The Florida keys being surrounded by tropical waters are not just for fishing, boating and jet skiing. The Keys have some world class snorkeling and scuba diving. John Pennekamp State Park is perhaps the best known and located in Key Largo. Its over 70 square miles and was the first underwater park in the United States. The park was added to the National Register of Historic Places in 1972.
The Florida Keys stretch for hundreds of miles and you could spend a long time snorkeling all the best spots. To save you some time, three of my favorite snorkeling spots are below.
Cannon Beach at John Pennekamp State Park
This is my all-time favorite spot for snorkeling. It can be crowded during holidays and weekends so if you can go during the week you will be better off.

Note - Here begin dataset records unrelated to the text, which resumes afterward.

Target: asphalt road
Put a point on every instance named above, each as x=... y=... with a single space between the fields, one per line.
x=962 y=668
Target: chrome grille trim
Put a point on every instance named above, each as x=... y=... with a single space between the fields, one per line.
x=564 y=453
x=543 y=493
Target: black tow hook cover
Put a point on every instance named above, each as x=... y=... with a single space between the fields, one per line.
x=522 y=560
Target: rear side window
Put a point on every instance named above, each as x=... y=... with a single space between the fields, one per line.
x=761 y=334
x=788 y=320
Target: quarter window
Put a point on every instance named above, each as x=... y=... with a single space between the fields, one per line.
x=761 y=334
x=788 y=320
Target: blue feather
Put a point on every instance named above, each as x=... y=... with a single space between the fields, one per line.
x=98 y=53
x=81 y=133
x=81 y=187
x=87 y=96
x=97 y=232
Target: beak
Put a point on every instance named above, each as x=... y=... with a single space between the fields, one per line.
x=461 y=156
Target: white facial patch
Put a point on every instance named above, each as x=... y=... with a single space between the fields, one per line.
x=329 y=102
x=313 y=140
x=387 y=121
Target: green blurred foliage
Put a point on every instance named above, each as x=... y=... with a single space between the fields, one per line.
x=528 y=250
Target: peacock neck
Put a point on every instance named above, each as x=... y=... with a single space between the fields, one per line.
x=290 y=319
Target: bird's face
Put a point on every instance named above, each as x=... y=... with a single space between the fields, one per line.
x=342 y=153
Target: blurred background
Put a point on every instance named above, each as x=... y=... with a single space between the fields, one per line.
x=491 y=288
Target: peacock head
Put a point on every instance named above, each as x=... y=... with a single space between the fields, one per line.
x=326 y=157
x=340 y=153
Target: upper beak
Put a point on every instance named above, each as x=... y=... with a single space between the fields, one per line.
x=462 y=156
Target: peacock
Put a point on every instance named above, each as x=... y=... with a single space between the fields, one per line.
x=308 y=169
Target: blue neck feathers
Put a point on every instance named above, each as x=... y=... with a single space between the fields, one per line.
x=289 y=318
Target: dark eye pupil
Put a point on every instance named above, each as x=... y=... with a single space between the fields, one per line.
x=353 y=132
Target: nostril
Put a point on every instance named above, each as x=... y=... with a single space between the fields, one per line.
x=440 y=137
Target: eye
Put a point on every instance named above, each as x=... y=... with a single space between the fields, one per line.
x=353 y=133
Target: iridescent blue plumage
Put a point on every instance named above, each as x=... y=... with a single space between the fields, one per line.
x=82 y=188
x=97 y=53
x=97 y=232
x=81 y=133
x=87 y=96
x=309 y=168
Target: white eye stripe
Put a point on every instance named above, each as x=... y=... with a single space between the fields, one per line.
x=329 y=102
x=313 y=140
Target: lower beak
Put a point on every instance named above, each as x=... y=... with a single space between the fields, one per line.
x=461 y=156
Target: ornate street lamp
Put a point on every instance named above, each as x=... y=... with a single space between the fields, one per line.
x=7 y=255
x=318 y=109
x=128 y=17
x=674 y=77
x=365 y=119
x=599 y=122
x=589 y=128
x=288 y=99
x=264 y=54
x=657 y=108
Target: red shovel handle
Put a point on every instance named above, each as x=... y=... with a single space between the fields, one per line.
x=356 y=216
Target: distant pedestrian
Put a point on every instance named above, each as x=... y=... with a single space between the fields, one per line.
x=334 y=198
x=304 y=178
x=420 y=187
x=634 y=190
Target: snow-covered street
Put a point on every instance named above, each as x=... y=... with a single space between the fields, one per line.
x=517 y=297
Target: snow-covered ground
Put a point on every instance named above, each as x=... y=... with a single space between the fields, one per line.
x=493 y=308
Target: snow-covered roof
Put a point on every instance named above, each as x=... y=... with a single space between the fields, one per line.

The water here is shallow so you will have a great view of all the colorful fish and marine life. If you have access to a boat or want to book a tour, you can visit the larger reef system offshore.
The cool thing about going offshore is that fact that an old Spanish shipwreck is visible. Needless to say, a lot of fish gather around it, and what could be cooler than investigating the remnants of an ancient ship? To get the best views, you will need to be a certified scuba diver but even from the surface there is plenty to see.
Indian Key Historic State Park
John Pennekamp is not the only place for excellent snorkeling however, Indian Key Historic State Park is a small island that you can get to by kayak (or swimming if you are one heck of a good swimmer). With craggy shores and small cliffs that make the perfect habitat for all sorts of marine life.
It can be hard to get in and out of the water while snorkeling if you don’t take the time to locate a good entry point, but the small hassle is definitely worth it. You can rent a kayak from nearby outfitters, there are no rental shops for snorkel gear, so be sure to bring your own.
Pigeon Key is a tiny island chock full of history and rests near the middle of the Old Seven Mile Bridge. Now, the selling point of this little island isn’t solely snorkeling. There are several buildings here on National Register of Historic Places.
But if you go to visit, bringing your snorkeling gear along is a great idea. There’s lots of interesting fish in the surrounding waters, and more than that, there’s a lot of remnants from the old railroad days floating around too.
There are literally dozens of other spots you could go snorkeling in the Florida Keys, but these are some of the best and should be on your list of places to visit.